Tinashe performs at O2 Academy Brixton on February 23, 2025 in London, England.
Amaarae performs during 2025 Lollapalooza Festival at Grant Park on August 01, 2025 in Chicago, Illinois.
Key Takeaways
- Tinashe explains how prioritizing creative control on tour often leads to financial loss.
- Amaarae shares that while she enjoys performing, she finds touring isolating.
- The conversation highlights how touring can be financially and emotionally taxing for artists.
In her Rolling Stone’s Musicians on Musicians conversation with Amaarae, Tinashe got candid about the financial realities of touring and the sacrifices that come with it.
The “Nasty” hitmaker explained that, despite public perception, touring isn’t always profitable — especially when artists prioritize creativity over cost. “It’s something that a lot of artists don’t talk about enough — the financial burden that touring takes. A lot of people think that you go on tour and you make all this money, win-win,” she said. “But in my experience, a lot of the tours I’ve gone on, I’ve ended up losing money because I have the vision of the creative and the things that I want to achieve.”

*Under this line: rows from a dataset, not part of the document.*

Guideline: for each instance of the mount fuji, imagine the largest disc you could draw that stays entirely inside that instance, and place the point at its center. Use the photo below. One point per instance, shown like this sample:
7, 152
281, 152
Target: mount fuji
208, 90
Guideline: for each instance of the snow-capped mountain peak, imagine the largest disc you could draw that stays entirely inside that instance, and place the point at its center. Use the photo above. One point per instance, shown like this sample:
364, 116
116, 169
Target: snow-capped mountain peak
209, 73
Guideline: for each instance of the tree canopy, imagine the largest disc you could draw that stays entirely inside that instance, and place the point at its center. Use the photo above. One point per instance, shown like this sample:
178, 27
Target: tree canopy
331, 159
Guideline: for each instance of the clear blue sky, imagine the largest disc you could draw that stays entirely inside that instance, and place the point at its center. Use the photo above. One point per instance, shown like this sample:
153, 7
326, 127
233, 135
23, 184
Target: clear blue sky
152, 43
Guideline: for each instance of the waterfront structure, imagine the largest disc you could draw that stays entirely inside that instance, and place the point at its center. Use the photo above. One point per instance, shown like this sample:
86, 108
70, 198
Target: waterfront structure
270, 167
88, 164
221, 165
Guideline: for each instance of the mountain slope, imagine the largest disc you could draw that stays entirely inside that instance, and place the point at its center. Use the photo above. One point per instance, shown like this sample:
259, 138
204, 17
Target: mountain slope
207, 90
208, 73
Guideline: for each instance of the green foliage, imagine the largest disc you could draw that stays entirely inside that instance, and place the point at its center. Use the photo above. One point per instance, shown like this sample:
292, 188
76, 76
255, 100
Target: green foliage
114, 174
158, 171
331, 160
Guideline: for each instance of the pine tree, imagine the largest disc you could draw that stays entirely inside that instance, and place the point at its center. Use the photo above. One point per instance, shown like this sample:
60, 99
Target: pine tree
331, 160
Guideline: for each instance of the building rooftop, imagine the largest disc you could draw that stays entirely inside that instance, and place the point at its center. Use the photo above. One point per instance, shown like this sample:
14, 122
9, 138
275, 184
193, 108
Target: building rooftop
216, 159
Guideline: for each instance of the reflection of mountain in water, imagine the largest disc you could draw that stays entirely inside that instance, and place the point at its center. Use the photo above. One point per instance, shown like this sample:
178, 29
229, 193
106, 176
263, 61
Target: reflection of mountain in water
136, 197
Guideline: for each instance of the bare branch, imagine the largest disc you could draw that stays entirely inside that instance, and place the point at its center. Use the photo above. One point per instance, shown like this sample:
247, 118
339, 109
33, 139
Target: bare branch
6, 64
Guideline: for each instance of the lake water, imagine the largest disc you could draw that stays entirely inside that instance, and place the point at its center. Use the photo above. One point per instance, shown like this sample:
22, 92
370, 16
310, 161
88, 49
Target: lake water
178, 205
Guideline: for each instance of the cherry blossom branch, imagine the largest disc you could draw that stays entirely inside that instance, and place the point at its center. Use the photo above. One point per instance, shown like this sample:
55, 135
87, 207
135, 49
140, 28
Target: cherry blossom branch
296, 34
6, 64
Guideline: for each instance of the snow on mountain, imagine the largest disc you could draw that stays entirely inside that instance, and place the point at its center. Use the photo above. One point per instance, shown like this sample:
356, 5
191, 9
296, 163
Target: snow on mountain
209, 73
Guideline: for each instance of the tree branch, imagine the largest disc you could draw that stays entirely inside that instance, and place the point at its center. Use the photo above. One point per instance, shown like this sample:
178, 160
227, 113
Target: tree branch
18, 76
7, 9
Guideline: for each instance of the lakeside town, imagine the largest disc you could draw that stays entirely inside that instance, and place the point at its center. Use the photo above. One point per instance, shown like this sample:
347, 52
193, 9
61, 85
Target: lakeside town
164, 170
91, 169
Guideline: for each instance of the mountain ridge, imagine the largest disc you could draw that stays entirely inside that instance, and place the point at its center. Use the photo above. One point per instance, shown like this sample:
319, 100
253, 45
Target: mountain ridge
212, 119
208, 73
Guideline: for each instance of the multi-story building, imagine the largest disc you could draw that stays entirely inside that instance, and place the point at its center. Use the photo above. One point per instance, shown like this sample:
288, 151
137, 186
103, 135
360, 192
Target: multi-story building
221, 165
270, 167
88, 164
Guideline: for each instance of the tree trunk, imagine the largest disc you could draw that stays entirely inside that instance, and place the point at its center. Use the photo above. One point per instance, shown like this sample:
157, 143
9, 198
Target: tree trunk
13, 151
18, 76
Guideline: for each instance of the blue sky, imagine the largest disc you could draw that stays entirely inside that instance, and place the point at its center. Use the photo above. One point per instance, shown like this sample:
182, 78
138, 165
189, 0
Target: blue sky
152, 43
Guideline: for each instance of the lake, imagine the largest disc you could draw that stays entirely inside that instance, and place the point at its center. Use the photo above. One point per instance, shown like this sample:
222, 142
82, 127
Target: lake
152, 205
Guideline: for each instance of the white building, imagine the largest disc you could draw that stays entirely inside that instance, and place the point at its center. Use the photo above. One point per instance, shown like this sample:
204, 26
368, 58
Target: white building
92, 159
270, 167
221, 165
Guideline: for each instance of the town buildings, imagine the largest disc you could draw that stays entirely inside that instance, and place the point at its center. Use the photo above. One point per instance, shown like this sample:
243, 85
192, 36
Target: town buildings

Tinashe added that striving for artistic excellence can come at a price. “A lot of times, the rooms, the tickets, whatever... you don’t end up getting to that place where you end up net positive,” she said. “There’s [always] some level of sacrifice if you want to kind of create the vision to the degree that you want to create it.”
Even so, the “2 On” singer shared that she’s grateful for how her career has grown. “Over the years, obviously I’ve been blessed to be able to play bigger rooms and make more money,” she reflected. “But I understand — especially new artists — it’s super tough to be able to tour and to go to these places and these fans and all these different cities that want you to come, and you’re like, ‘You don’t understand. It’s really, like, I can’t get there.’”
Amaarae on why she hates touring
At another point in their discussion, Amaarae asked if Tinashe actually enjoys being on the road. The Kentucky native said she loves touring but struggles to balance it with creating new music. “I have a really hard time doing both at once. Some people can make a project and be on tour at the same time,” she admitted. “I feel like I have to give all my energy to the project, and then all my energy to promoting it, and then all my energy to the tour.”
Amaarae then shared her own take: “I love to perform. I hate to tour.” The “Fineshyt” singer, who recently became the first Ghanaian act to perform a solo set at Coachella, described herself as “a real homebody” and doesn’t “really go out even.” She added, "I have a shell personality, and that’s who Amaarae is. All the music that you guys hear is just my imagination of a personality."
Tinashe recently wrapped her “Match My Freak: World Tour” in support of her seventh studio album, Quantum Baby. The project peaked at No. 199 on the U.S. Billboard 200 chart and No. 23 on the outlet’s Top R&B Albums chart. Her tour stops included shows across the U.S., Australia, Japan, the U.K., and Asia.
Meanwhile, Amaarae is gearing up for her four-night “The Black Star Experience Tour” in New York City, Washington D.C., Toronto, and Los Angeles. It kicks off Nov. 1 and will support her third studio album, Black Star, which peaked at No. 17 on Billboard’s U.S. World Albums chart and includes features from Naomi Campbell, PinkPantheress, Bree Runway, and Starkillers.